On fonce ensuite à la scène A (qui est heureusement toute proche) pour voir la première belle prise de cette édition 2013 : New Order, qui arrive sur scène au son d’un classique d’Ennio Morricone. Sans Peter Hook, mais avec Gillian Gilbert qui est revenue en 2011 dans le groupe, plus le guitariste Phil Cunningham et le bassiste Tom Chapman, plus jeunes, qui font le job. Le son n’est pas parfait, mais quand même nettement meilleur qu’à la Fête de l’Huma l’an dernier.

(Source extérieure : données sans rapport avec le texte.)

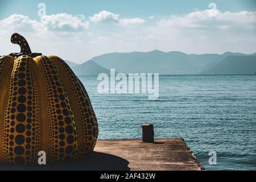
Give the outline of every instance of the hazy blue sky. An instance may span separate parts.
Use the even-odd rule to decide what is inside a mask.
[[[46,15],[38,15],[39,3],[46,5]],[[254,53],[255,11],[253,0],[0,0],[0,55],[19,50],[9,40],[14,32],[28,39],[32,51],[77,63],[155,47],[187,53]]]

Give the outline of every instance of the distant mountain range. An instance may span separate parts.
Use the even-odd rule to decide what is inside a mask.
[[[196,55],[160,51],[110,53],[94,57],[80,65],[70,61],[67,63],[78,75],[109,73],[109,69],[125,73],[254,74],[256,72],[256,53]]]

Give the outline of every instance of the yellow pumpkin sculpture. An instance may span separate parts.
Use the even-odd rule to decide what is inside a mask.
[[[0,163],[36,164],[83,157],[98,138],[96,116],[82,84],[60,58],[32,53],[15,33],[20,53],[0,56]]]

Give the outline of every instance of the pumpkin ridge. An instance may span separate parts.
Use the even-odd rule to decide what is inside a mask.
[[[39,118],[40,120],[40,127],[41,127],[41,136],[40,136],[40,150],[47,151],[47,146],[45,144],[44,141],[48,140],[48,131],[47,130],[46,123],[44,122],[44,116],[46,115],[45,113],[45,105],[46,105],[46,94],[43,90],[44,82],[42,81],[43,78],[42,78],[41,74],[40,74],[40,71],[39,70],[39,67],[36,64],[36,61],[35,59],[33,59],[33,63],[32,65],[32,75],[35,76],[35,82],[37,86],[37,93],[39,94],[39,102],[38,105],[40,109],[40,114]],[[47,156],[47,158],[48,156]]]
[[[13,68],[13,57],[9,56],[0,57],[0,162],[3,163],[6,163],[3,153],[5,110],[7,104],[8,89]]]
[[[80,85],[81,88],[82,89],[82,92],[84,93],[84,94],[87,97],[87,98],[88,99],[89,102],[90,102],[90,109],[92,111],[92,117],[93,118],[93,120],[94,121],[95,123],[95,126],[96,126],[96,134],[95,134],[95,142],[94,142],[94,144],[93,146],[92,147],[92,150],[93,150],[95,146],[96,146],[96,142],[97,140],[98,139],[98,119],[97,119],[96,117],[96,114],[95,114],[95,112],[94,111],[93,109],[93,107],[92,106],[92,104],[90,102],[90,98],[89,97],[89,95],[86,92],[86,90],[85,89],[85,88],[84,87],[84,85],[82,84],[82,83],[81,82],[81,81],[80,81],[80,80],[77,77],[77,76],[76,75],[75,75],[76,77],[76,79],[78,81],[78,84]]]
[[[92,151],[93,146],[96,143],[97,137],[93,135],[93,132],[94,130],[97,130],[96,129],[97,126],[94,124],[95,121],[92,114],[94,111],[92,110],[88,95],[83,93],[77,77],[69,67],[57,56],[51,56],[49,57],[57,65],[60,77],[65,88],[68,88],[68,94],[72,97],[71,104],[72,107],[75,107],[74,115],[78,130],[77,158],[81,158]]]
[[[7,161],[26,165],[36,161],[40,143],[39,112],[36,85],[31,77],[33,60],[23,56],[14,60],[5,109],[3,152]]]

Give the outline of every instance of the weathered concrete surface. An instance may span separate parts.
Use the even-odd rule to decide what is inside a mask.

Avec onze morceaux seulement, la setlist n’offre pas trop de surprises en dehors de quelques intros retravaillées, mais on est content d’entendre des classiques comme “Ceremony”, “Regret”, “Blue Monday”, “Temptation”, “Your Silent Face” ou “The Perfect Kiss” – l’un des meilleurs moments du concert, avec ses riffs de guitare funky. Ray-Ban sur le nez, Barney adresse quelques phrases au public (« Nous vous avons apporté le soleil d’Angleterre ») et lui offre sur “Bizarre Love Triangle” ses habituels pas de danse un peu ridicules, qui éviteront toujours à New Order de ne devenir qu’une grosse machine pour mégafestivals.
Le concert s’achève par une forêt de bras en l’air sur “Love Will Tear Us Apart”, pendant lequel on voit un festivalier déguisé en squelette se faire porter par la foule alors que le visage de Ian Curtis s’affiche sur l’écran en fond de scène – étrange impression.

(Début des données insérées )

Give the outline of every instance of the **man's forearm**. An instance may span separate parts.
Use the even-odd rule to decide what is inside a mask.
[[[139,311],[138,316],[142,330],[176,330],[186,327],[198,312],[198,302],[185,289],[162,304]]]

Sur l’autre scène, c’est Alt-J qui suit. La musique savante et déconstruite des Anglais, avec ses décrochages mélodiques, ses breaks impromptus et ses passages a capella, ne semblait pas vraiment calibrée pour un succès de masse qui a pourtant fini par arriver. Du coup, le groupe balade depuis au moins un an sur les scènes du monde entier des chansons pas forcément faites pour ça. Alt-J n’est donc pas un groupe extrêmement passionnant en live, ce qui n’empêche pas leurs jeunes fans du premier rang, des triangles dessinés sur les joues, de vivre le concert à fond. Pour notre part, on suit quand même ça sans ennui, d’autant que Gus, le très sympathique clavier de cette formation cultivée, fait l’effort de parler français. Il se demande ainsi qui est le fameux John, personnage fictif et donc invisible utilisé pour la com du festival (et censé être le maître du domaine de Beauregard, si l’on a bien saisi).

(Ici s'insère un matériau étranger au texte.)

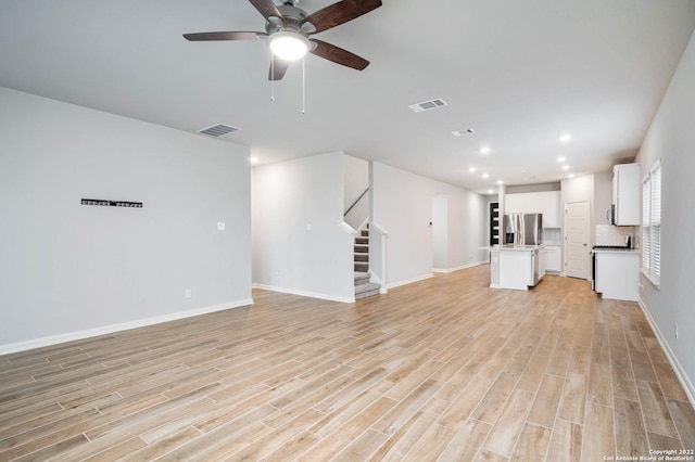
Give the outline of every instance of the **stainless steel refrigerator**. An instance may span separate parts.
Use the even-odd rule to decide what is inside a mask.
[[[503,217],[504,243],[539,245],[543,240],[543,214],[507,214]]]

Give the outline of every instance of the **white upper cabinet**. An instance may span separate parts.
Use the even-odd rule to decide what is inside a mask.
[[[640,224],[640,164],[621,164],[612,168],[612,205],[615,222],[620,227]]]
[[[543,228],[560,228],[559,191],[507,194],[505,214],[543,214]]]

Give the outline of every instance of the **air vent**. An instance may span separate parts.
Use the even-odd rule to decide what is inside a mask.
[[[199,133],[207,134],[208,137],[224,137],[225,134],[233,133],[235,131],[241,130],[237,127],[231,127],[229,125],[217,124],[212,127],[203,128],[202,130],[198,130]]]
[[[438,107],[443,107],[445,105],[446,105],[446,102],[444,100],[437,99],[437,100],[424,101],[417,104],[410,104],[408,107],[416,113],[421,113],[422,111],[435,110]]]
[[[476,131],[473,131],[472,128],[466,128],[465,130],[455,130],[452,131],[452,134],[454,137],[465,137],[466,134],[473,134]]]

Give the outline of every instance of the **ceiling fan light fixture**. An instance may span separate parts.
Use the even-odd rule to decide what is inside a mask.
[[[285,61],[296,61],[309,49],[306,37],[292,31],[275,33],[268,38],[268,46],[274,55]]]

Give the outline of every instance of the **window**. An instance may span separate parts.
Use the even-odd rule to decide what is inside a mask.
[[[642,181],[642,272],[657,286],[661,278],[661,163]]]

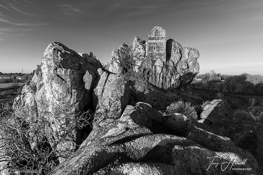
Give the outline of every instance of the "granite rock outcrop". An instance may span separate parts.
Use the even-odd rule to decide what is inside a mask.
[[[127,59],[128,55],[134,72],[142,72],[149,82],[165,89],[183,88],[190,83],[199,72],[197,59],[199,54],[196,49],[183,48],[170,39],[167,42],[166,62],[158,58],[150,59],[146,55],[146,49],[145,44],[137,37],[130,47],[122,43],[119,49],[112,50],[109,70],[121,74],[126,67],[121,64],[122,60]]]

Le concert de -M- nous laisse le temps de dîner, et même de reprendre du dessert puisque Chedid fils s’est fait allouer la plus longue plage horaire de cette édition 2013 (85 minutes). Mais même à l’autre bout du site, difficile d’échapper à ses solos de guitare à rallonge et à ses délires régressifs. Enfin, au moins on ne le voit pas.
The Jon Spencer Blues Explosion s’avérera un excellent moyen de se décrasser les oreilles avec du rock’n’roll 100 % cuir. Certes, quels que soient les morceaux qu’ils jouent, on a toujours l’impression avec eux d’assister peu ou prou au même concert, mais la formule semble inusable. Bref, il n’y a ici qu’un seul Jo(h)n, et il s’appelle Spencer, comme il l’affirme lui-même.